Le préfet des Hauts-de-Seine, à qui la requête a été communiquée, n’a pas produit de mémoire en défense.
Vu :
— les autres pièces du dossier ;
— la requête n° 2514197, enregistrée le 4 août 2025, par laquelle M. B demande l’annulation de la décision attaquée.
Vu :
— le code de l’entrée et du séjour des étrangers et du droit d’asile ;
— la loi n°91-647 du 10 juillet 1991 ;
— le code de justice administrative.
Le président du tribunal a désigné Mme Moinecourt, en application des dispositions de l’article L. 511-2 du code de justice administrative, pour statuer sur les requêtes en référé.
Les parties ont été régulièrement averties du jour de l’audience du 11 septembre 2025 à 14 heures.
Le rapport de Mme Moinecourt, juge des référés , a été entendus au cours de l’audience publique, tenue en présence de Mme Soulier, greffière d’audience.
Les parties n’étaient ni présentes, ni représentées.
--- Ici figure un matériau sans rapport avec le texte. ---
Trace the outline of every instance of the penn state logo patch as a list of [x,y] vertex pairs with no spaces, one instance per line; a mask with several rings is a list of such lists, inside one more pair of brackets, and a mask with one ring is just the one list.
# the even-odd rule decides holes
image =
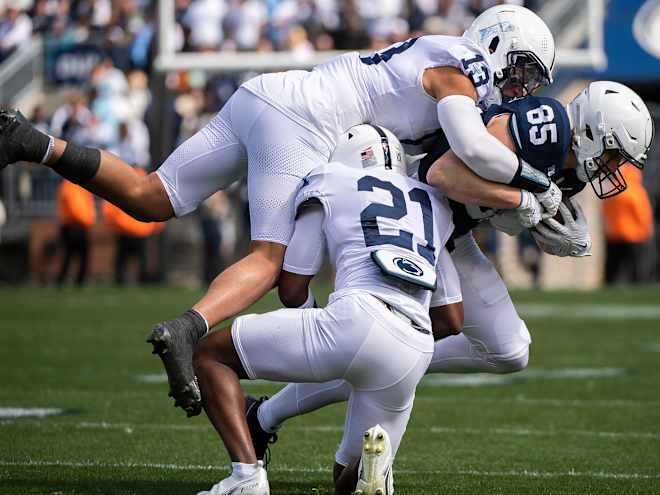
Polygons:
[[407,258],[394,258],[392,261],[399,270],[407,273],[408,275],[421,277],[424,274],[424,271],[416,263],[410,261]]

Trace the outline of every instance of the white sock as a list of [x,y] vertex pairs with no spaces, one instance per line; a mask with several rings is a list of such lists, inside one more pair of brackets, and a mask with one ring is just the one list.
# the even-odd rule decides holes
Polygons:
[[290,383],[259,407],[259,424],[265,431],[272,433],[289,418],[348,400],[351,390],[352,387],[346,380]]
[[249,478],[259,469],[259,463],[244,464],[242,462],[231,463],[231,477],[237,480]]
[[427,373],[493,372],[486,355],[463,334],[452,335],[435,343],[433,358]]

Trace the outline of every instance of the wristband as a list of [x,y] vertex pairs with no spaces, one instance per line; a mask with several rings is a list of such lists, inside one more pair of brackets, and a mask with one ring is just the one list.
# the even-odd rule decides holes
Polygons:
[[520,158],[516,175],[513,176],[509,185],[533,193],[541,193],[550,188],[550,177]]

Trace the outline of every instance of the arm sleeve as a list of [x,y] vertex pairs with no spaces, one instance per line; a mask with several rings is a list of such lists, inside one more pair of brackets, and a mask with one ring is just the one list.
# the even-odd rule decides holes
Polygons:
[[471,98],[446,96],[438,102],[437,110],[451,149],[474,173],[504,184],[513,180],[518,157],[488,132]]
[[438,306],[461,302],[463,300],[461,281],[447,249],[440,251],[435,265],[435,273],[438,285],[431,295],[430,307],[437,308]]
[[309,204],[300,210],[293,236],[284,255],[283,270],[298,275],[316,275],[323,262],[323,206]]

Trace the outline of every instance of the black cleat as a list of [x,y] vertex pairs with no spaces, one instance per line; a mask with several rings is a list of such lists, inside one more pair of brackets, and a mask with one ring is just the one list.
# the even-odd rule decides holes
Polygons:
[[0,170],[23,159],[20,156],[22,148],[14,133],[22,125],[29,124],[21,112],[0,110]]
[[263,461],[264,469],[268,469],[268,464],[270,463],[269,445],[277,442],[277,433],[268,433],[259,424],[257,411],[266,400],[268,400],[268,397],[255,399],[250,395],[245,396],[245,419],[250,428],[254,453],[257,454],[257,460]]
[[170,384],[169,396],[174,398],[174,407],[180,407],[188,417],[202,412],[202,394],[193,370],[193,352],[202,337],[195,327],[194,317],[187,311],[179,318],[156,325],[147,342],[153,345],[153,354],[158,354]]

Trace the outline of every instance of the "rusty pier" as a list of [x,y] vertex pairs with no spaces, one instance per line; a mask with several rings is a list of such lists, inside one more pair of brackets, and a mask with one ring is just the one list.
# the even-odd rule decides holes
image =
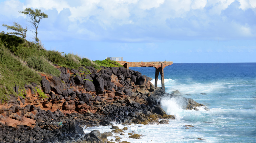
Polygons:
[[157,81],[159,72],[161,75],[162,87],[164,89],[164,78],[163,76],[163,68],[165,67],[172,64],[172,62],[127,62],[117,61],[124,67],[129,69],[130,67],[154,67],[156,68],[155,87],[157,87]]

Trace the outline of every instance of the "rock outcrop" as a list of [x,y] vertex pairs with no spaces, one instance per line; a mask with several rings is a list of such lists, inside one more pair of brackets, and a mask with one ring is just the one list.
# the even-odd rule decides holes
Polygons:
[[[92,67],[58,67],[60,77],[42,75],[42,87],[25,85],[23,97],[11,95],[8,103],[0,106],[0,134],[4,135],[0,142],[106,142],[106,134],[97,130],[86,134],[80,126],[110,125],[113,120],[167,124],[159,119],[175,117],[161,108],[163,96],[182,100],[184,109],[204,105],[154,87],[151,78],[138,72],[101,68],[98,72]],[[36,87],[47,98],[39,98],[43,93],[37,93]]]

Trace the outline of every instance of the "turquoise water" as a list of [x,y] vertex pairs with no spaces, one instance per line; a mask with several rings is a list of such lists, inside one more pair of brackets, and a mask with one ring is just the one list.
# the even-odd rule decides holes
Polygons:
[[[130,69],[151,77],[154,83],[154,68]],[[256,142],[256,63],[174,63],[165,67],[164,73],[166,92],[178,90],[182,96],[205,104],[210,110],[203,107],[198,111],[183,110],[180,101],[164,97],[161,101],[162,107],[177,119],[170,120],[168,125],[130,126],[127,133],[133,131],[144,135],[137,140],[125,136],[121,141]],[[159,87],[160,79],[160,76]],[[185,129],[187,125],[194,127]],[[85,131],[111,131],[110,128],[95,127]]]

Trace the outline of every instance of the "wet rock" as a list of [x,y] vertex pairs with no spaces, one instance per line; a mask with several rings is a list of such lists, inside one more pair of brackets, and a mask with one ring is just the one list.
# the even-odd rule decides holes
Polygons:
[[130,135],[128,137],[130,138],[135,138],[136,139],[139,139],[140,138],[140,135],[137,134],[134,134],[132,135]]
[[84,87],[86,88],[85,89],[87,91],[94,92],[96,91],[94,85],[91,81],[86,80],[85,80],[84,83]]
[[208,108],[205,107],[204,109],[204,110],[205,111],[210,111],[210,109],[209,109]]
[[178,90],[176,90],[175,91],[174,91],[172,92],[171,93],[174,93],[175,94],[178,95],[181,95],[181,92],[180,92],[180,91]]
[[93,84],[95,87],[97,94],[102,94],[104,91],[104,82],[102,77],[94,77],[93,80]]
[[112,128],[112,129],[119,129],[119,127],[118,127],[118,126],[114,126],[113,125],[112,125],[112,126],[111,126],[111,128]]
[[169,124],[168,123],[168,120],[161,120],[159,121],[159,123],[161,124]]

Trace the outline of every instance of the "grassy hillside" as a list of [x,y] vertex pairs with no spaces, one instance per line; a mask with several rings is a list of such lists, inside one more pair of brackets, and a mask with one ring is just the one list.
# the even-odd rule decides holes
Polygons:
[[120,64],[116,61],[112,61],[107,59],[102,61],[96,60],[94,61],[100,66],[104,66],[105,67],[119,67],[123,66],[120,65]]
[[24,87],[34,82],[40,85],[41,79],[36,72],[59,76],[60,72],[53,64],[77,69],[81,66],[100,70],[100,66],[121,66],[114,61],[105,59],[92,61],[72,53],[38,50],[33,42],[24,41],[14,35],[0,33],[0,100],[7,100],[9,95],[17,95],[12,88],[15,83]]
La clôture de l’instruction a été prononcée à l’issue de l’audience publique.
Considérant ce qui suit :
1. M. B, ressortissant afghan né le 15 janvier 2003, s’est vu accorder le statut de réfugié par une décision de l’office français de protection des réfugiés et apatrides (OFRPA) du 13 mars 2024. Il s’est vu délivrer une première attestation de prolongation d’instruction valable du 20 mars 2024 au 19 septembre 2024 puis, après plusieurs relances, une nouvelle attestation de prolongation d’instruction valable du 20 janvier au 19 juillet 2025. En l’absence de réponse de la part de l’administration dans un délai de quatre mois à sa demande de carte de résident, une décision implicite de rejet est née le 13 juillet 2024. Par la présente requête, M. B demande à la juge des référés, statuant sur le fondement des dispositions de l’article L. 521-1 du code de justice administrative, de suspendre l’exécution de cette décision implicite de rejet née du silence gardé par le préfet des Hauts-de-Seine.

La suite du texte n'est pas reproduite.